— Precisamos parar de nos encontrar deste jeito — ronronou Natalie Kabra atrás dela.
Enfurecido, Dan correu para cima de Natalie. Mas lan surgiu das sombras e o agarrou pelo antebraço.
— Calma aí, Danny Boy. Vejo que você já se recuperou do mergulho de ontem. — Ele cheirou o cabelo de Dan. — Quer dizer, não totalmente.
— O que vocês querem? — desafiou Dan.
lan olhou para ele com pena.
— Você está brincando? Como se fosse coincidência estarmos todos aqui. Basicamente, o negócio é o seguinte: vocês vão ficar parados na frente da pistola da minha irmã, enquanto eu os entretenho com um pouco de música.
Com brutalidade, lan jogou Dan na parede e empurrou Amy para o lado do irmão.
Natalie os encarou, mantendo os dois na mira da pistola.
— Não se preocupem — ela prometeu com falsa meiguice. — O dardo não vai matá-los.
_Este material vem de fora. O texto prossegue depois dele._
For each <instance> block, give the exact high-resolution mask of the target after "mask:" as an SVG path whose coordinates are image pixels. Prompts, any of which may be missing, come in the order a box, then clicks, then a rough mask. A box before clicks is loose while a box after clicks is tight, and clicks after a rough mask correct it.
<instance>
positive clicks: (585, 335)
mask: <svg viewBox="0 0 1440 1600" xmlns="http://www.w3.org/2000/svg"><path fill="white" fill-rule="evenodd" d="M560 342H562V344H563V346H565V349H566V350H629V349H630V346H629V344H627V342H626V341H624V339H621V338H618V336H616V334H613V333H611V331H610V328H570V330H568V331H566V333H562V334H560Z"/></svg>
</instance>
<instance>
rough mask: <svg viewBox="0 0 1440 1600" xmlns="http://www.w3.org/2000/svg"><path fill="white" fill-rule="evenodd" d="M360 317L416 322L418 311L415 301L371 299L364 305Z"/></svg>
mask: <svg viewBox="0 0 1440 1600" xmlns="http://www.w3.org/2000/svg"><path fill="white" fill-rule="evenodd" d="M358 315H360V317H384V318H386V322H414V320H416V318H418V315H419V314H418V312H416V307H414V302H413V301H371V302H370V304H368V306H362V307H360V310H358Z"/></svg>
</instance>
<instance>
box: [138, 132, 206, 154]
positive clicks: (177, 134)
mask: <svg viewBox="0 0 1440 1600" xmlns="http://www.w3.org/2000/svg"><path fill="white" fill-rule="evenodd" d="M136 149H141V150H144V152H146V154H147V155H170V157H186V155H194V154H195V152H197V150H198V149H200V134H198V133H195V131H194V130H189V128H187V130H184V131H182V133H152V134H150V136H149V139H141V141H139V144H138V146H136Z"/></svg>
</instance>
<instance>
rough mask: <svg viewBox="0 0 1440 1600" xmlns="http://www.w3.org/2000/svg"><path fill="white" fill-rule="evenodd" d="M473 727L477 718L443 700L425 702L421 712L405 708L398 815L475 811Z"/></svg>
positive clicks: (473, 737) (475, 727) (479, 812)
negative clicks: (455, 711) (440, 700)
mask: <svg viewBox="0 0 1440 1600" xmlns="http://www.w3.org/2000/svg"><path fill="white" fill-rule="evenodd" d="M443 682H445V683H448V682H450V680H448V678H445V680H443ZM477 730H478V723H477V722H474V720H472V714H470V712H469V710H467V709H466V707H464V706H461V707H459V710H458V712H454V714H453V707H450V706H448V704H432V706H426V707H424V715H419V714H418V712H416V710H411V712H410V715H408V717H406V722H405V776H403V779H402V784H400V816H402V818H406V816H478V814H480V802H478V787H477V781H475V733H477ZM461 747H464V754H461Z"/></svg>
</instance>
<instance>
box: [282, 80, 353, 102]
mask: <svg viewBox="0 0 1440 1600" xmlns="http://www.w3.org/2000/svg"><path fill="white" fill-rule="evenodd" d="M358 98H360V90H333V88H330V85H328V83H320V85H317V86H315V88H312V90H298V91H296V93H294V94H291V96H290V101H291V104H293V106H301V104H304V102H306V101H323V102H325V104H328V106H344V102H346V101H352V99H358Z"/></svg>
Mas vocês vão acordar daqui a algumas horas com uma dor de cabeça daquelas.
— De novo — acrescentou o irmão dela.
lan passou por cima da corda de veludo e se sentou ao cravo, estalando os dedoscom ar de requinte.
— Você está blefando! — acusou Dan. — Você nem sabe o que tocar!
— Com certeza vou pensar em alguma coisa — disse lan com um sorrisinho. — Talvez “Atirei o pau no gato”. Ou “Parabéns a você”. Ou quem sabe uma melodia chamada KV 617?
— Como é que você sabe disso? — Amy cuspiu.
— Vocês se acham tão espertos, mas, francamente, os dois são patéticos — bufou Natalie. — Estamos seguindo vocês desde a estação de trem em Viena. Interceptamos o sinal de wi-fi do seu computador. Vocês baixaram esta música da internet, e nós baixamos depois de vocês.
— Tomei a liberdade de imprimir minha própria cópia — acrescentou lan, desdobrando uma página de partitura e colocando no suporte na frente dele.
Amy e Dan trocaram um olhar de cumplicidade. lan e Natalie não tinham como saber que a versão da internet da KV 617 não era a mesma que a da pista de Benjamin Franklin. Talvez nem tudo estivesse perdido.
lan começou a tocar. O som metálico do cravo reverberou no aposento tumular. Foi muito mais alto do que Amy estava esperando, e um pouco desafinado. Que instrumento magnífico! Ela esticou o pescoço e viu os dedos compridos de lan dançando pelas teclas de marfim. Foi então que percebeu: um minúsculo fio que se estendia debaixo do ré depois do dó final e desaparecia na madeira lustrosa do cravo.
Ré depois do dó final. Amy franziu a testa. Por que isso parecia tão familiar?
E então uma frase se formou em sua mente: REDE POIS DODO FINAL. A anotação de Grace no diário de Nannerl! É um aviso! Essa tecla ré tem uma armadilha!
A ideia mal tinha lhe ocorrido quando ela percebeu o tom da música se elevar e viu a mão direita de lan pairando na direção do perigoso ré.
Sua reação foi tão natural, tão instantânea, que ela não teve tempo de pensar em como foi besta. Com um grito de Não!, ela pulou para a frente, derrubando Natalie. A pistola disparou, mas o dardo acertou a cortina. Amy correu, decidida a derrubar lan do banco antes que acontecesse um desastre. Ela chegou meio segundo tarde demais: caiu em cima de lan no exato instante em que o dedo dele tocou a tecla da armadilha.
BUUUM!
Com um clarão ofuscante, o cravo de Mozart explodiu, jogando Amy e lan três metros longe. Amy conseguiu rolar, saindo ilesa. A cabeça de lan bateu no chão de mármore. Ele ficou caído ali, desmaiado.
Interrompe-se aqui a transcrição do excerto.